Despite the support of friends who took her to appointments, brought food and visited, Rocha said she faced much of the battle alone.
“All I could do when I would go home was FaceTime my mom, who was devastated,” she said. “She really wanted to be here, but she takes care of my dad who’s ill. … Dealing with surgery and going through that at home alone, that was hard.”
Professionally and medically, Rocha said she dealt with a male-centric cast that was helpful and supportive.
“I want active duty members to know that both males and females can positively impact Airmen on their road to recovery from this disease,” she said. “Before my diagnosis, I figured it was breast cancer survivors or women in general who could assist with my mental and emotional stress, but I was incorrect. The empathy and genuine encouragement I received from an all-male chain of command was enlightening.”
The process to rebuild her breasts, reconstruction, began shortly after the mastectomy and is ongoing, Rocha said. In this final step, she worked with Lt. Col. (Dr.) Bryan Curtis, 60th SGCS chief of plastic and reconstructive surgery, who praised her positive attitude.
“It can be very traumatic for patients to hear the C-word, the cancer word,” said Curtis. “We talk to them, let them know we’re here for them, we’re with them and try to give them the best outcome as possible.”
Rocha praised the staff at DGMC for exactly that sort of treatment.
“(DGMC) got it right,” she said. “All these doctors were very thorough about everything about the process.”
Rocha said she was unable to play the flute for about six months because the healing process limited her movement.
“Playing my instrument was difficult and painful because of my reconstruction, but I found it became easier over time,” she said. “Thankfully, I was able to perform my administrative duties during my recovery, so I didn’t feel like I was behind and could focus on my physical therapy.”
Rocha said the experience has reshaped her outlook, underscoring the reality of an expression about working to live rather than living to work.
“I love my job,” she said. “I work a lot.

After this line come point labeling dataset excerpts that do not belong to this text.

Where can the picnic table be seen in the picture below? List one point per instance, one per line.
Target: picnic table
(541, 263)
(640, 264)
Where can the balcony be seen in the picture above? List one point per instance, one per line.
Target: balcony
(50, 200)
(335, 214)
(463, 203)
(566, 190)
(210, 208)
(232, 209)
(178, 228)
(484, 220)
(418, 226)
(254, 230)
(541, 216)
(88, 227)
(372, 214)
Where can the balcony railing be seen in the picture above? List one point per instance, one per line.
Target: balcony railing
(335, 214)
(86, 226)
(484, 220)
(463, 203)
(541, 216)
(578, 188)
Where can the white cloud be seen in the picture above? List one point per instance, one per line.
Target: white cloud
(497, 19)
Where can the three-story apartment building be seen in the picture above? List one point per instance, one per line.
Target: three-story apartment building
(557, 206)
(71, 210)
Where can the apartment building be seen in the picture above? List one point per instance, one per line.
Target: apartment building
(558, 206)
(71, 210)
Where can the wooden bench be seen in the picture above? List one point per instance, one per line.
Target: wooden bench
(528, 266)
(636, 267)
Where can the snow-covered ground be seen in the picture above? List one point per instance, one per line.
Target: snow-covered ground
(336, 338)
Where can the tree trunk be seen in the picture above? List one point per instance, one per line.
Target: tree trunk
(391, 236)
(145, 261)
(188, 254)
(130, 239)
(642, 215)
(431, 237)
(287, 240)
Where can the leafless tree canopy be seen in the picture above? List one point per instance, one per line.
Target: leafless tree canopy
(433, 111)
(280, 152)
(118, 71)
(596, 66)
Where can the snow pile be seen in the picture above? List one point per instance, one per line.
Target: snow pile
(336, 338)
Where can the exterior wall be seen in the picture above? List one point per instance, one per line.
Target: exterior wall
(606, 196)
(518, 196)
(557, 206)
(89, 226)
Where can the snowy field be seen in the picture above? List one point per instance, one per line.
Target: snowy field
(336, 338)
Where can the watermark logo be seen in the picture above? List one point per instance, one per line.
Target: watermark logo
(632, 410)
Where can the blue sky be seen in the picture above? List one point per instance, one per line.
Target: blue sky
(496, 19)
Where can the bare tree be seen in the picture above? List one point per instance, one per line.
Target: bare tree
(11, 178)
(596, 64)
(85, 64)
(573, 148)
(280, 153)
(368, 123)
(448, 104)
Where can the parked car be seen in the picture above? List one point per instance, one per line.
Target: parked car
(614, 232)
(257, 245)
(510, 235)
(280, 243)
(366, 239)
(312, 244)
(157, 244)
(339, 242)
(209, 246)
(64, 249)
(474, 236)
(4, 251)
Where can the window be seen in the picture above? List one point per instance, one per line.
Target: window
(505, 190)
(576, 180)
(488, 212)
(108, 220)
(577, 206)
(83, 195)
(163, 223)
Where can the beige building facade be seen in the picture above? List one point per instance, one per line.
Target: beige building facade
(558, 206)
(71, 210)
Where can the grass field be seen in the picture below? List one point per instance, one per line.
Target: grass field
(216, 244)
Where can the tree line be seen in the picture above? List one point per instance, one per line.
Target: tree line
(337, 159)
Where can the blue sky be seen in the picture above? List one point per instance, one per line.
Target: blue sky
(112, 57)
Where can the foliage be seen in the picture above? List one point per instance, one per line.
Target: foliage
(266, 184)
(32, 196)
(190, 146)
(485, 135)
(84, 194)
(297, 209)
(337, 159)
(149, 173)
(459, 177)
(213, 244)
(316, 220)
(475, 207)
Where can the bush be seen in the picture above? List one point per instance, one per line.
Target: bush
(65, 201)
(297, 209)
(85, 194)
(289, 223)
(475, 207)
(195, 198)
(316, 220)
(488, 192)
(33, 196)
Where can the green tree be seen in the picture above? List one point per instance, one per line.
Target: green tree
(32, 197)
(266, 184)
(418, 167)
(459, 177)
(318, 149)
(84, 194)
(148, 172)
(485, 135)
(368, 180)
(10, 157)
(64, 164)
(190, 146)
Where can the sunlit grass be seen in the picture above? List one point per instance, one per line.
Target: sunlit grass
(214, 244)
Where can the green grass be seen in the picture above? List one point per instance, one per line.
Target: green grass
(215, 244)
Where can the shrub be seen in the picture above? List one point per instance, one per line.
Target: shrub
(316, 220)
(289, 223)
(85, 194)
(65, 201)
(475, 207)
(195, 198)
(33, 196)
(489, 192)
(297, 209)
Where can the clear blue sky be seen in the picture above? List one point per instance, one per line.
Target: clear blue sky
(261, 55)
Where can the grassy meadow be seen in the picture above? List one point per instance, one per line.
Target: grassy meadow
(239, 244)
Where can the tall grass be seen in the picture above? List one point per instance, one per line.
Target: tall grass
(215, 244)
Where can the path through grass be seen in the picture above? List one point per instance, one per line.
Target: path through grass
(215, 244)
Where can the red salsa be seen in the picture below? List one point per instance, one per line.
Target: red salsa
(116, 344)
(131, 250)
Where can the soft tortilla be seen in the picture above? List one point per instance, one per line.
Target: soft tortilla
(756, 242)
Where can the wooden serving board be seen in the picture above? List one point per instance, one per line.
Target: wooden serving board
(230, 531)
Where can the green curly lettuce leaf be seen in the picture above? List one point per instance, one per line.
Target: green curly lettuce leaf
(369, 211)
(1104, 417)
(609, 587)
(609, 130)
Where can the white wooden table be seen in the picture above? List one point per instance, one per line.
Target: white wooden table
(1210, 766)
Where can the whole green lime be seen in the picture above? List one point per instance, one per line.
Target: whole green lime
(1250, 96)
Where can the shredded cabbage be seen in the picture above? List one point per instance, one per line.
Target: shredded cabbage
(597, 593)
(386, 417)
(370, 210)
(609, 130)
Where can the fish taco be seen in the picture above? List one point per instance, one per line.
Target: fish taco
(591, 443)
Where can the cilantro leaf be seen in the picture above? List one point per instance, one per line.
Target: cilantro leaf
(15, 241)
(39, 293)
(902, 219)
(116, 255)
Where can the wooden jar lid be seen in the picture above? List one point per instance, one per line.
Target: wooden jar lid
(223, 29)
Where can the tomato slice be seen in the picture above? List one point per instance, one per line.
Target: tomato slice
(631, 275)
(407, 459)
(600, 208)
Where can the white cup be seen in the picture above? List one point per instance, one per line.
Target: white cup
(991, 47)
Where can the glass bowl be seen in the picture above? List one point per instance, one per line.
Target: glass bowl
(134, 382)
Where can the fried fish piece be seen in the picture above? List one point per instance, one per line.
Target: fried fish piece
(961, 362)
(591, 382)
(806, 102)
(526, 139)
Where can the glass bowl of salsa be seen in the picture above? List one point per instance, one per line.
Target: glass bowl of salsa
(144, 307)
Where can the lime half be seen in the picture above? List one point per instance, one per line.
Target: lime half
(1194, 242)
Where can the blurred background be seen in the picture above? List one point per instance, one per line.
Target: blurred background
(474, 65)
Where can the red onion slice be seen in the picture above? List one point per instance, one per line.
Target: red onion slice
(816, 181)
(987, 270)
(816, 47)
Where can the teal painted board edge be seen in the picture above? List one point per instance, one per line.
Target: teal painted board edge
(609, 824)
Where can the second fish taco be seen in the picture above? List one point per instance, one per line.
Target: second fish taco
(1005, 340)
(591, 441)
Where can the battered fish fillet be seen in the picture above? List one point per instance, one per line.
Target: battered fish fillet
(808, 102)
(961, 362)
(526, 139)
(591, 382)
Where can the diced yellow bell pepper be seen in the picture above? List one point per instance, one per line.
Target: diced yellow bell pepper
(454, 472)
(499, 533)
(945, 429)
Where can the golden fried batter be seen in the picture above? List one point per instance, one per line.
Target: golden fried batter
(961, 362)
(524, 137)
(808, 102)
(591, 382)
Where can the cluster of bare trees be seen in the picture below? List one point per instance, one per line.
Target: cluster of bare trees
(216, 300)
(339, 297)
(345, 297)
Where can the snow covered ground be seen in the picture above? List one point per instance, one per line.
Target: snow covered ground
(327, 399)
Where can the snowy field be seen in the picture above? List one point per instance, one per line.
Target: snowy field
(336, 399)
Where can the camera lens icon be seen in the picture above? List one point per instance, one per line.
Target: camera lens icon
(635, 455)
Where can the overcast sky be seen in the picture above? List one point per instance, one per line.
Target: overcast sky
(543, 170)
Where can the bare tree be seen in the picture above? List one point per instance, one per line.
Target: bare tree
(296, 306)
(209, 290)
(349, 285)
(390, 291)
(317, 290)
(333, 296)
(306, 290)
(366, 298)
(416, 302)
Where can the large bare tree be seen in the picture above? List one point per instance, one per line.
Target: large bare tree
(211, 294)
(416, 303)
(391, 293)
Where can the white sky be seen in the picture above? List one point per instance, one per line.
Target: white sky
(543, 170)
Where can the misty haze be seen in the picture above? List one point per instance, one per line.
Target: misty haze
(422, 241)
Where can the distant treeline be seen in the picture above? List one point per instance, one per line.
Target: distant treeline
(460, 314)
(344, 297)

I’m pretty sure anybody here in the squadron could tell you that I love being here. After this experience, I feel like I have a balance. I feel like I’m a much stronger individual. It’s going to make me a better supervisor and, I think, a better leader in the future.
“I’m happy every day just being able to drive in and knowing that I’m still here and I’m still alive and I don’t have to worry about dealing with something terminal.”
Her story is proof of why women should not ignore or avoid routine mammogram screenings, Rocha said.
“I’m a good case as far as an advertisement for early detection,” she said. “I talked to a lot (of women). You would be surprised how many women are in their late forties or early fifties and they haven’t even had their first mammogram. It’s scary.”